Woven through these stories is the work of God piercing through with words of freedom, justice, and peace, moving us always in the direction of God’s Kingdom.
The preacher here tells of Abraham who never saw his promised descendants numbering more than the stars in the sky. He tells of Moses who never entered the land he had led the people through the wilderness towards. The prophets who cried out for justice did not retire happily and satisfied with their work.
The promise of God throughout the ages has always called us forward. This promise has placed in our hearts, from the beginning of time, a vision of what life could be and currently is not.
The story we find in this sermon to the Hebrews is a story about hope.
Not pie-in-the sky hope. Not wishful-thinking hope. Not naïve-optimism hope.
But sure and certain hope that informs the way we choose to live our daily lives.

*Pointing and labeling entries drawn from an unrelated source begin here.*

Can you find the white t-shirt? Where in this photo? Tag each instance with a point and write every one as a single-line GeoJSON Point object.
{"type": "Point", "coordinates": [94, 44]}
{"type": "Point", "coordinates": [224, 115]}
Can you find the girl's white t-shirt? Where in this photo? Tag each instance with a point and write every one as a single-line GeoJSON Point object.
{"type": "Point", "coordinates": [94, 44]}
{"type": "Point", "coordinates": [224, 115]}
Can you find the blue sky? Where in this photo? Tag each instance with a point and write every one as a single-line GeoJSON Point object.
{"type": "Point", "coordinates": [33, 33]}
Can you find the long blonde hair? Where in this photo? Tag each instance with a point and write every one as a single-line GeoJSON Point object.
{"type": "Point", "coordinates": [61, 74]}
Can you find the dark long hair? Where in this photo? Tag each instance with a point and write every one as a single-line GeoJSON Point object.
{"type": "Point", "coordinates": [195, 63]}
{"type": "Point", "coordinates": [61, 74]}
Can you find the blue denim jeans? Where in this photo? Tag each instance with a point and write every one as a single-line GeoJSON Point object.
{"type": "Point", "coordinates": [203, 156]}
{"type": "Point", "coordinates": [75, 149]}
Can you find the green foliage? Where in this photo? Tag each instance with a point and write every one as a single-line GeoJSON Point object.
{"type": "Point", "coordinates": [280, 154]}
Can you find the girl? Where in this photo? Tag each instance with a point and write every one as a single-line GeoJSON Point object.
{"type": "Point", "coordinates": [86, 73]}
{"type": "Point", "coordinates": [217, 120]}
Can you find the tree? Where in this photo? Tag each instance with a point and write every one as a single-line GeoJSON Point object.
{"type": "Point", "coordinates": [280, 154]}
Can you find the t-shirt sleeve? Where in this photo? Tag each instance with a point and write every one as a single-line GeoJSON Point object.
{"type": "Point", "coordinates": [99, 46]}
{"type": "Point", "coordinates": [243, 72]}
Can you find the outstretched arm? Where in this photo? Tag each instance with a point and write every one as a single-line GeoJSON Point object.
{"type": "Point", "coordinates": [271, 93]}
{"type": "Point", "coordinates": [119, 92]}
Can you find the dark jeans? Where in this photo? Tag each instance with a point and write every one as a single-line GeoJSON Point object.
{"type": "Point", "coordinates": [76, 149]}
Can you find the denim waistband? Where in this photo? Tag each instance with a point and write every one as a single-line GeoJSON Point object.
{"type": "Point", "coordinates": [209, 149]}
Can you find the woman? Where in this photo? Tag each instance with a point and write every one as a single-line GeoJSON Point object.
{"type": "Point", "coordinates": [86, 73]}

The kind of hope that refuses to settle for the way things are, the kind of hope that gets angry at injustice and compels us to raise our voices, to make difficult changes even at our own expense, to love those the world ignores, on earth as it is in heaven.
The cloud of witnesses cheering us on are those who lived by faith and yet did not receive the promise for themselves. They did the work they were called to for the sake of the generations that would follow, for the sake of the God who keeps promises not just to them, but to the whole world.
And so may we also not grow weary, but taking up this baton of hope from those who came before us, may we run this race with faith and perseverance, that by our running, the world would see God’s Kingdom in a new way. By the power of the Holy Spirit, may it be so. Amen.